J. v. Schley invenit et fecit 1737.

CHAPITRE VINGT-UN.

Nouvelles preuves de l'attraction. Que les inégalités du mouvement & de l'Orbite de la Lune sont nécessairement les effets de l'attraction.

LA Lune n'a qu'un seul mouvement égal, c'est sa rotation autour d'elle-même sur son axe, & c'est le seul dont nous ne nous appercevons pas: c'est ce mouvement qui nous présente toujours à-peu-près le même disque de la Lune; de sorte qu'en tournant réellement sur elle-même, elle paroît ne point tourner du tout, & avoir seulement un petit mouvement de balancement, de libration, qu'elle n'a point, & que toute l'Antiquité lui attribuoit.

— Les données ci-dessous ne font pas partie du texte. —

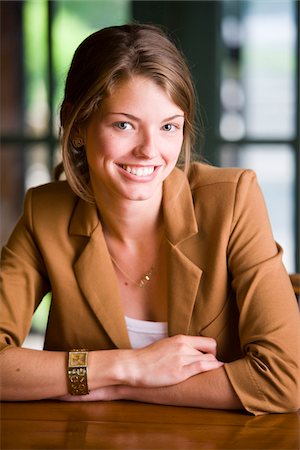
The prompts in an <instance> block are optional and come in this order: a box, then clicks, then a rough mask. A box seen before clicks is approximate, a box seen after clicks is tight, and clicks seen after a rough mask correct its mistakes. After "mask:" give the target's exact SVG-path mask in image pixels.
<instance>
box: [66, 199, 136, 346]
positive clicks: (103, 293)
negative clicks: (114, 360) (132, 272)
mask: <svg viewBox="0 0 300 450" xmlns="http://www.w3.org/2000/svg"><path fill="white" fill-rule="evenodd" d="M70 234H73V235H76V234H77V235H78V234H79V235H85V236H87V237H89V240H88V242H87V244H86V246H85V248H84V250H83V251H82V253H81V254H80V255H79V257H78V259H77V261H76V263H75V265H74V270H75V274H76V278H77V281H78V284H79V286H80V289H81V291H82V293H83V295H84V297H85V299H86V301H87V302H88V303H89V305H90V307H91V308H92V310H93V312H94V313H95V315H96V317H97V318H98V320H99V322H100V323H101V325H102V326H103V327H104V329H105V331H106V332H107V334H108V335H109V337H110V338H111V340H112V341H113V342H114V344H115V345H116V347H118V348H130V342H129V338H128V333H127V329H126V324H125V319H124V313H123V310H122V305H121V301H120V295H119V290H118V284H117V279H116V276H115V272H114V269H113V266H112V262H111V259H110V256H109V252H108V250H107V246H106V242H105V239H104V235H103V232H102V227H101V223H100V221H99V219H98V216H97V210H96V207H95V206H94V205H91V204H88V203H86V202H84V201H83V200H79V202H78V205H77V207H76V209H75V211H74V214H73V217H72V220H71V224H70Z"/></svg>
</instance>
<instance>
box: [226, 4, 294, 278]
mask: <svg viewBox="0 0 300 450" xmlns="http://www.w3.org/2000/svg"><path fill="white" fill-rule="evenodd" d="M221 45H222V54H223V57H222V60H221V61H222V62H221V67H220V70H221V83H220V116H219V117H220V120H219V136H220V138H221V142H222V144H221V146H220V154H219V158H220V164H221V165H223V166H240V167H246V168H252V169H254V170H255V171H256V173H257V176H258V180H259V183H260V186H261V188H262V191H263V193H264V197H265V200H266V203H267V206H268V210H269V214H270V219H271V223H272V227H273V232H274V236H275V239H276V240H277V241H278V242H279V243H280V244H281V246H282V247H283V248H284V256H283V258H284V262H285V265H286V267H287V269H288V271H289V272H294V271H295V270H296V254H295V253H296V252H295V249H296V232H295V228H296V227H295V222H296V214H297V211H296V201H295V197H297V191H296V189H297V184H296V175H297V174H296V163H297V152H299V141H298V138H299V135H298V133H299V129H298V130H297V119H298V118H299V104H298V103H297V98H298V99H299V97H297V96H298V95H299V93H298V94H297V79H298V78H297V27H296V2H294V1H292V0H285V1H278V2H266V1H262V2H260V1H253V0H252V1H243V2H240V1H227V0H226V1H224V2H222V19H221ZM298 127H299V125H298Z"/></svg>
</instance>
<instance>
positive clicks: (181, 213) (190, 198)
mask: <svg viewBox="0 0 300 450" xmlns="http://www.w3.org/2000/svg"><path fill="white" fill-rule="evenodd" d="M163 211H164V220H165V229H166V235H167V238H168V240H169V241H170V242H171V243H172V244H173V245H177V244H179V243H180V242H182V241H184V240H185V239H188V238H189V237H191V236H193V235H194V234H197V232H198V225H197V221H196V218H195V214H194V205H193V198H192V194H191V189H190V185H189V181H188V179H187V177H186V176H185V174H184V173H183V172H182V170H180V169H178V168H175V169H174V170H173V171H172V173H171V174H170V175H169V177H168V178H167V179H166V181H165V182H164V189H163ZM99 225H100V226H101V223H100V221H99V217H98V212H97V208H96V205H95V204H92V203H87V202H85V201H84V200H82V199H80V198H79V199H78V201H77V204H76V205H75V208H74V212H73V215H72V217H71V220H70V226H69V233H70V235H79V236H91V235H92V233H93V231H94V230H95V229H96V227H97V226H99ZM101 228H102V227H101Z"/></svg>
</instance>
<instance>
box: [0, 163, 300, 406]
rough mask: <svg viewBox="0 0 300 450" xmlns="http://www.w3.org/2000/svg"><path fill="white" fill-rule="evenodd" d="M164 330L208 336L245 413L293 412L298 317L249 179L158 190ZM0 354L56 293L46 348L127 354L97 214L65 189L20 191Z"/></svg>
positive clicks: (223, 179)
mask: <svg viewBox="0 0 300 450" xmlns="http://www.w3.org/2000/svg"><path fill="white" fill-rule="evenodd" d="M163 212H164V220H165V226H166V237H167V244H168V255H167V264H168V267H167V270H168V330H169V335H170V336H172V335H176V334H179V333H182V334H190V335H203V336H211V337H213V338H215V339H216V340H217V344H218V358H219V359H220V360H223V361H224V362H226V364H225V369H226V372H227V374H228V377H229V379H230V381H231V383H232V385H233V387H234V389H235V391H236V392H237V394H238V396H239V397H240V399H241V401H242V403H243V405H244V407H245V408H246V409H247V410H248V411H250V412H252V413H254V414H261V413H264V412H286V411H293V410H296V409H297V408H298V407H299V384H298V380H299V378H300V377H299V354H300V352H299V330H300V327H299V315H298V309H297V303H296V300H295V296H294V293H293V290H292V287H291V284H290V281H289V278H288V274H287V273H286V271H285V269H284V267H283V265H282V262H281V255H282V250H281V248H280V247H279V246H278V245H276V243H275V242H274V239H273V236H272V232H271V229H270V224H269V220H268V217H267V213H266V208H265V204H264V201H263V198H262V195H261V192H260V190H259V187H258V186H257V183H256V178H255V174H254V173H253V172H251V171H247V170H241V169H220V168H215V167H211V166H208V165H205V164H199V163H197V164H194V165H193V168H192V170H191V174H190V177H189V179H187V178H186V177H185V175H184V174H183V172H182V171H181V170H179V169H175V170H174V171H173V172H172V174H171V175H170V176H169V178H168V179H167V180H166V181H165V183H164V194H163ZM1 289H2V306H1V339H0V343H1V348H2V349H3V348H7V347H8V346H12V345H13V346H21V345H22V342H23V340H24V339H25V337H26V335H27V333H28V330H29V328H30V323H31V318H32V314H33V312H34V310H35V308H36V307H37V305H38V304H39V302H40V300H41V298H42V297H43V296H44V294H45V293H47V292H48V291H52V296H53V298H52V304H51V310H50V316H49V322H48V328H47V332H46V338H45V349H47V350H62V351H66V350H69V349H71V348H88V349H90V350H96V349H108V348H116V347H118V348H130V343H129V339H128V334H127V330H126V325H125V321H124V314H123V311H122V307H121V302H120V298H119V294H118V286H117V280H116V276H115V272H114V269H113V265H112V262H111V259H110V256H109V253H108V250H107V247H106V243H105V240H104V236H103V233H102V227H101V221H100V220H99V217H98V214H97V210H96V207H95V206H94V205H92V204H88V203H86V202H84V201H83V200H81V199H79V198H78V197H76V195H75V194H74V193H73V192H72V191H71V190H70V188H69V186H68V184H67V182H56V183H51V184H48V185H45V186H41V187H38V188H35V189H31V190H29V191H28V193H27V195H26V200H25V207H24V214H23V216H22V217H21V219H20V221H19V223H18V224H17V226H16V228H15V230H14V232H13V234H12V236H11V238H10V239H9V242H8V244H7V246H6V247H4V248H3V251H2V288H1Z"/></svg>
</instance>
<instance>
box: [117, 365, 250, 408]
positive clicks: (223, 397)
mask: <svg viewBox="0 0 300 450" xmlns="http://www.w3.org/2000/svg"><path fill="white" fill-rule="evenodd" d="M117 390H118V396H119V398H122V399H126V400H136V401H142V402H149V403H158V404H165V405H175V406H194V407H200V408H212V409H243V405H242V403H241V402H240V400H239V398H238V396H237V395H236V393H235V391H234V389H233V388H232V386H231V383H230V381H229V379H228V377H227V375H226V372H225V370H224V367H220V368H219V369H215V370H211V371H209V372H204V373H201V374H199V375H195V376H193V377H191V378H189V379H188V380H186V381H183V382H181V383H179V384H176V385H173V386H167V387H161V388H154V389H153V388H146V389H145V388H142V389H141V388H131V387H127V386H120V387H118V388H117Z"/></svg>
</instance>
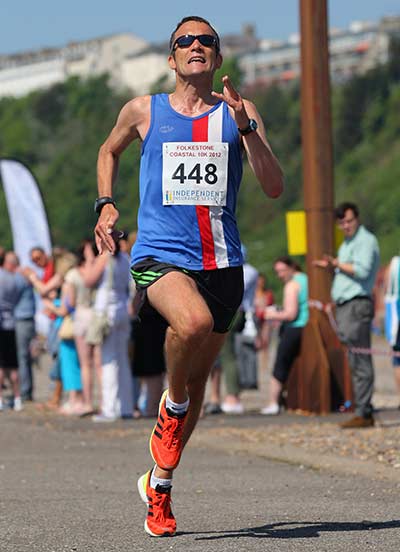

Tous ses autres mouvemens autour de la Terre sont inégaux, & doivent l'être si la règle de la gravitation est vraye. La Lune dans son cours d'un mois est nécessairement plus près du Soleil dans un certain point, & dans un certain tems de son cours: or dans ce point & dans ce tems sa masse demeure la même: sa distance étant seulement changée, l'attraction du Soleil doit changer en raison renversée du quarré de cette distance: le cours de la Lune doit donc changer, elle doit donc aller plus vîte en certains tems que l'attraction seule de la Terre ne la feroit aller; or par l'attraction de la Terre elle doit parcourir des aires égales en tems égaux, comme vous l'avez déja observé au Chapitre 19.